-
Notifications
You must be signed in to change notification settings - Fork 0
Overview
Studying the phylogenetic reconstruction of somatic evolution can be challenging due to constraints in resources, the influence of various biological factors, and technical limitations. Many methods concentrate on the analysis of single-cell sequencing data. This approach, while generally more accurate than using bulk-sequencing data, can be limiting due to its computational complexity and potential technical artefacts.
We integrate two simulation software tools to facilitate the modelling of evolutionary histories between multiple metastatic sites within a patient. The first tool is used to generate phylogenetic trees, providing a framework that represents the true evolutionary histories both at a multi-tumour and individual cell level. Subsequently, the second tool generates single-cell tumour sequences based on the true cell-cell trees. By combining these two software tools, cells are assigned to specific tumours, and therefore simulated under a structured population.
Our study evaluates the viability of pooling single-cell data into consensus sequences by comparing their accuracy in reconstructing the multi-tumour tree against pseudo-bulk data. This approach addresses the challenge of obtaining multi-tumour level evolutionary histories from single-cell data. We aim to provide guidance for researchers when choosing their preferred sequencing analysis method or for those looking to trace multi-tumour evolution. Under various biological conditions, we simulate single-cell tumour sequences with a predefined multi-tumour tree and its corresponding cell-cell tree replicates. We construct consensus sequences, pooling cell sequences based on shared tumour lineage. For comparison, we construct pseudobulk data. Calculations of tree distance between initial trees against reconstructed trees show that consensus sequences do not perform as well as a pseudobulk dataset.

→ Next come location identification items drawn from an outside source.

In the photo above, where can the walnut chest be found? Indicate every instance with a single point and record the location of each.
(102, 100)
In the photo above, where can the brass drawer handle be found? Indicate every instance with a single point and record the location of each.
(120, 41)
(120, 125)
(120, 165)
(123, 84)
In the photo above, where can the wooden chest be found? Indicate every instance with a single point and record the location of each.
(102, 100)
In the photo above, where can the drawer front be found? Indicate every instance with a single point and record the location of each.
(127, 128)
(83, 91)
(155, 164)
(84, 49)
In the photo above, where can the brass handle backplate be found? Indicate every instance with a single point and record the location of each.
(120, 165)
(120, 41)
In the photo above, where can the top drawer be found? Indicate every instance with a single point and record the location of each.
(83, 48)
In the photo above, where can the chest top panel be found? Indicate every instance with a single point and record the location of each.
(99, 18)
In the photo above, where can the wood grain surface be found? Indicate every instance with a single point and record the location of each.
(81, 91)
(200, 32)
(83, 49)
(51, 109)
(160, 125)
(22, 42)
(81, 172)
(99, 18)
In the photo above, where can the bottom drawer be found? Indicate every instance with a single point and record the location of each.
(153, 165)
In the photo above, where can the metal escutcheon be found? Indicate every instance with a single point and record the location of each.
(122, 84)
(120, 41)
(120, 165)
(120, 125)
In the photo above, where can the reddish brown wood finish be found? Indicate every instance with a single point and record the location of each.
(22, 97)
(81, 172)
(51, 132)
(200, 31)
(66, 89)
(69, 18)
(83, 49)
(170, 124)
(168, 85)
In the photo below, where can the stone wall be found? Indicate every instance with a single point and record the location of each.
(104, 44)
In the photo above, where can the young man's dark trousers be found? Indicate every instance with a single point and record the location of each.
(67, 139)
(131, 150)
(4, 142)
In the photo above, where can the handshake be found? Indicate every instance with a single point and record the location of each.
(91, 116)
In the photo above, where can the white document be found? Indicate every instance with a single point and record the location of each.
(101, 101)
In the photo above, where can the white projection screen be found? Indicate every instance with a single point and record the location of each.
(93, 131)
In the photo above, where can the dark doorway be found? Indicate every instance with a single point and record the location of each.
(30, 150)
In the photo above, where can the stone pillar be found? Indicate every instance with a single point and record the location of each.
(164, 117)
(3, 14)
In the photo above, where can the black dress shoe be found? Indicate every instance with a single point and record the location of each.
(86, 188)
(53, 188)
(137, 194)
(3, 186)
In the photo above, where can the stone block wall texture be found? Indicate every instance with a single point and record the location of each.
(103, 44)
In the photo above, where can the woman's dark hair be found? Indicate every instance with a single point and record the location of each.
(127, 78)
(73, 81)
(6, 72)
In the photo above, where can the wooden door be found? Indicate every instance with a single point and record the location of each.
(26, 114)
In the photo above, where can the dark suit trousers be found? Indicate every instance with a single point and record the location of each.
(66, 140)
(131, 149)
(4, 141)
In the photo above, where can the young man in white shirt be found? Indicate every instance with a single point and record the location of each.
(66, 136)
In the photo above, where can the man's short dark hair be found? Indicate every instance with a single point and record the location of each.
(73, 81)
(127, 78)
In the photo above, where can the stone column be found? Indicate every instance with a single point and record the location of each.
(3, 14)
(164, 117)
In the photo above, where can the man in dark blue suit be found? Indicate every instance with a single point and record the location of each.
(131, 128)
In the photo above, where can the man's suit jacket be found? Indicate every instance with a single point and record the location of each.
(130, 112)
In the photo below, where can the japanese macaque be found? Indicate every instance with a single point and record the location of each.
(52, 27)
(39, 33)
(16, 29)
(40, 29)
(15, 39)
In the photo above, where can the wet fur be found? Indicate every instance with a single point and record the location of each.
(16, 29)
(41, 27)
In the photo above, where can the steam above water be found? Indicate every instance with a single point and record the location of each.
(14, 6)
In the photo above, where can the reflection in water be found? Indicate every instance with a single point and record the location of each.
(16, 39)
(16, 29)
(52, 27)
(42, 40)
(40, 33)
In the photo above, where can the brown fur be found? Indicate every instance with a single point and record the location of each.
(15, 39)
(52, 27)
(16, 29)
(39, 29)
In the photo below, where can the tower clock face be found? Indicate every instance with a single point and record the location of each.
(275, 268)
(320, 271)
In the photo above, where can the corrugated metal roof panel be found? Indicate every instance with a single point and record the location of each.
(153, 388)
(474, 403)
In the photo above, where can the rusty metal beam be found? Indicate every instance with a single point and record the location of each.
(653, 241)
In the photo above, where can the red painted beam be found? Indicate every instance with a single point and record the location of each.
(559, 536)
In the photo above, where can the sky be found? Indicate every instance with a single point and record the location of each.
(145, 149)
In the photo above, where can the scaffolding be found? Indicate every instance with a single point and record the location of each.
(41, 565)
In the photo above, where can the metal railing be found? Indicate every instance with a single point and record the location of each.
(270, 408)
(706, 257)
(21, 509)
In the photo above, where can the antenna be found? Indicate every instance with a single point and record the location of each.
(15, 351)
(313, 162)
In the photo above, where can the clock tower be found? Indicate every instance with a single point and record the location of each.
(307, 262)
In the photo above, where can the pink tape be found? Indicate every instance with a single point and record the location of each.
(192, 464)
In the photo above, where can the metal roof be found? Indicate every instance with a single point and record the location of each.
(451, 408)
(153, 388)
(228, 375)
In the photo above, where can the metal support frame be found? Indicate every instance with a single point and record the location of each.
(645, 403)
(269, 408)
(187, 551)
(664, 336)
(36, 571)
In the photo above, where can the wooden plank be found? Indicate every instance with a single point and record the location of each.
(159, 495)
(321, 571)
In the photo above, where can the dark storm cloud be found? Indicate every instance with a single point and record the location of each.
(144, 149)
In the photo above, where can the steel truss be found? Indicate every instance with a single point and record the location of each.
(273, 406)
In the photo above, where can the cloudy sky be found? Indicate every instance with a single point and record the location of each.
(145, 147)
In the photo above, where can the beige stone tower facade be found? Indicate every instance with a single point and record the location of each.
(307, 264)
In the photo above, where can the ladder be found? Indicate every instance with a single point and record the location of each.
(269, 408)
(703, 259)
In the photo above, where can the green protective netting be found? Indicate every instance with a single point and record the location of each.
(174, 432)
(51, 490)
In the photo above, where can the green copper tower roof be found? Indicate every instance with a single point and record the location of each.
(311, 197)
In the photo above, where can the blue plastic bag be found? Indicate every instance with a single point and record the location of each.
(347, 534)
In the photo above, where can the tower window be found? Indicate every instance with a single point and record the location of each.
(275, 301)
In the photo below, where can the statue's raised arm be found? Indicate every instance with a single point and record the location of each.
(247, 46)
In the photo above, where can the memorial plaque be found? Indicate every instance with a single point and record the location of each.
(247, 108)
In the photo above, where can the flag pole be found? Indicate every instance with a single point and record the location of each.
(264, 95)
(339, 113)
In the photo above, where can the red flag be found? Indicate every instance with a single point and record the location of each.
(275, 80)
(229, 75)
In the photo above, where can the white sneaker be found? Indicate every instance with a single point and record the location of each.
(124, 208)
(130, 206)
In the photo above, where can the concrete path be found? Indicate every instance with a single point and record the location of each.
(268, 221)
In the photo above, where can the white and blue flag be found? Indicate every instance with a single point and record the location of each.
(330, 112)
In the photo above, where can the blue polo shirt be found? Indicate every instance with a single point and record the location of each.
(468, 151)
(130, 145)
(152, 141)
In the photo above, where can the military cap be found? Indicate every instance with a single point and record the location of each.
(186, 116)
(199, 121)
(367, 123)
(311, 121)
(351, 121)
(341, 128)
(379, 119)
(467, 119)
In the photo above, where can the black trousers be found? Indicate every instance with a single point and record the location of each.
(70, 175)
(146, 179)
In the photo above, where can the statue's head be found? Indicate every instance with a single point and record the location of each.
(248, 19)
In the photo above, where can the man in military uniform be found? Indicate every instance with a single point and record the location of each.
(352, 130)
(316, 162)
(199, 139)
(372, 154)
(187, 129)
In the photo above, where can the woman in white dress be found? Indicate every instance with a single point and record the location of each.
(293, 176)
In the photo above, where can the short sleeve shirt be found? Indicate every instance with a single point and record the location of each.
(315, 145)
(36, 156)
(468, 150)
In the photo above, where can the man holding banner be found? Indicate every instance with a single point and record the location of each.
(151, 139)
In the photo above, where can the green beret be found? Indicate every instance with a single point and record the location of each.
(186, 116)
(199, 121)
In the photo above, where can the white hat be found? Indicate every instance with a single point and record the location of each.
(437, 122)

We explore the process of reconstructing the true multi-tumour tree by integrating existing data, compiled as sets of replicates. First, we perform tree reconstruction using a species estimation method on single-cell data. Additionally, we explore supertree construction as well as the use of concatenated sequences, leveraging pooled data. Through this analysis, # we find that using single-cell data directly or utilising pseudobulk data for reconstructing multi-tumour evolution yields the best results.

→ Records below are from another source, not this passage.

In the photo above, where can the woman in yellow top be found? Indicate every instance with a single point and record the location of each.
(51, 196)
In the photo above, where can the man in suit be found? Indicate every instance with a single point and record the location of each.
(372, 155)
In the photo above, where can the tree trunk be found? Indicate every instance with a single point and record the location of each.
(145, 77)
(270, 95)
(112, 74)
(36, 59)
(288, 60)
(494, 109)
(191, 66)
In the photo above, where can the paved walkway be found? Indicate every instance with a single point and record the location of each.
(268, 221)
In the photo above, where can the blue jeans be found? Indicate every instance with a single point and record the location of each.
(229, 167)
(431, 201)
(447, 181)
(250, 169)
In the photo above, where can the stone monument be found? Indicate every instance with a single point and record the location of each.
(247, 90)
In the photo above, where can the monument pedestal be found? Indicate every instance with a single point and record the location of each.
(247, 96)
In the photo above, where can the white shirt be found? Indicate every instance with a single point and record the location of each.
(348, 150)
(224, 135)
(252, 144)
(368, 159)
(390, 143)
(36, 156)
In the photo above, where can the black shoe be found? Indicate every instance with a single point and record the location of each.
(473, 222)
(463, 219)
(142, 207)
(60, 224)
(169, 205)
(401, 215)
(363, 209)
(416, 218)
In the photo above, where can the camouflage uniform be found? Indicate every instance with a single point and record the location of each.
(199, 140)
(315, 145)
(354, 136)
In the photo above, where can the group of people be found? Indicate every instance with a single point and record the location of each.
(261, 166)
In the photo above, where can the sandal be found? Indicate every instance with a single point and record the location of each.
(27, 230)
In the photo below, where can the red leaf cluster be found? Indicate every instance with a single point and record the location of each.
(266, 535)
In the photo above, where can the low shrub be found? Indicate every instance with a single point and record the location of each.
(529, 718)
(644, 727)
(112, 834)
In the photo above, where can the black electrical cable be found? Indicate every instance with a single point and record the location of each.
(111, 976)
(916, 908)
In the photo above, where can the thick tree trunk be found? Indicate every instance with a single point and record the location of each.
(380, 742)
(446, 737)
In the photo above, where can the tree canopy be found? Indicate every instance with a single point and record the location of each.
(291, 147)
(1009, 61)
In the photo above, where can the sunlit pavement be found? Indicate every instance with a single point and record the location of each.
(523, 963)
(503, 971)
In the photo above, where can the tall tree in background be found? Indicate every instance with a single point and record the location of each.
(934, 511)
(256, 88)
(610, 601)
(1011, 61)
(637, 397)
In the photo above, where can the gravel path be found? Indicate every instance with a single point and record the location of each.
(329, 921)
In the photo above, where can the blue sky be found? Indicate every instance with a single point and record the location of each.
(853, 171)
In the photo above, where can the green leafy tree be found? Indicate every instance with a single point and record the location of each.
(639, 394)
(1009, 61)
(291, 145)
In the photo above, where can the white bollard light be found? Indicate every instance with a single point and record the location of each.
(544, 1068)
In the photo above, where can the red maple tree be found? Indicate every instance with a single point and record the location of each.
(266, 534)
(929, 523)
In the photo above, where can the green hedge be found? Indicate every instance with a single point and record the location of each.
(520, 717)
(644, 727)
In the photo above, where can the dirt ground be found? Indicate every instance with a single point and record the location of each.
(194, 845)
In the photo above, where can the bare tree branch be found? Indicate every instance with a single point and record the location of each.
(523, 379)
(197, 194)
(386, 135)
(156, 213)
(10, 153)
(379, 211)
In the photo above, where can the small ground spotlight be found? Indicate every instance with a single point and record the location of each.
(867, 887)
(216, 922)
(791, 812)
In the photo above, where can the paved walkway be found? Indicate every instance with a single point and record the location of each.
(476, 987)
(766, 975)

Our motivation lies in addressing a researcher’s choice in sequencing strategies when seeking to analyse metastatic progression. To be more specific, we consider a scenario where a researcher aims to map the evolutionary history among several tumours/metastatic sites within a patient. One approach they could consider is obtaining scSEQ data, selecting individual cells from each metastatic site. However, to depict the evolutionary history of multiple sites, rather than just the cells themselves, these cells must first be appropriately grouped. Alternatively, they could opt for bulkSEQ, where the composition of cells within a resection represents a cell admixture.
From these considerations, several questions emerge:
• Perhaps the researcher already possesses scSEQ data and is now seeking the optimal method to infer a multi-tumour phylogeny. Could applying a novel method using consensus sequences to pool data originally derived from scSEQ be more accurate in inferring the phylogeny versus just using bulkSEQ?
• Conversely, is the researcher interested in acquiring sequencing data to infer this evolutionary history, requiring determination of whether the investment in scSEQ data acquisition is worthwhile, or is bulk sequencing sufficient for their needs?
With evolutionary history in mind, our primary focus is on recovering the multi-tumour phylogeny, which drives our preference for pooled scSEQ data. This choice is motivated by concerns about potential interleaving that could arise if we were to rely solely on a phylogeny that displays the evolutionary history of individual cells as a fixed template for the evolutionary history of its higher population counterpart. In other words, the genealogy between individual cells a researcher samples may not correctly represent the genealogy of their corresponding metastatic sites. The individual cells are unlikely to cluster or evolve in perfect alignment with the progression depicted by a multi-tumour phylogeny.
Generating a dataframe in LHS, we introduce variability across multiple parameters within our simulations. These biological/technical parameters define a range of possible value combinations which can be represented as interconnected dimensions that form a complex high dimensional grid. This is referred to as the sample space.
We determine that manipulation of the VCF-PB data allows for similar tree reconstruction accuracy to that of scSEQ estimation methods.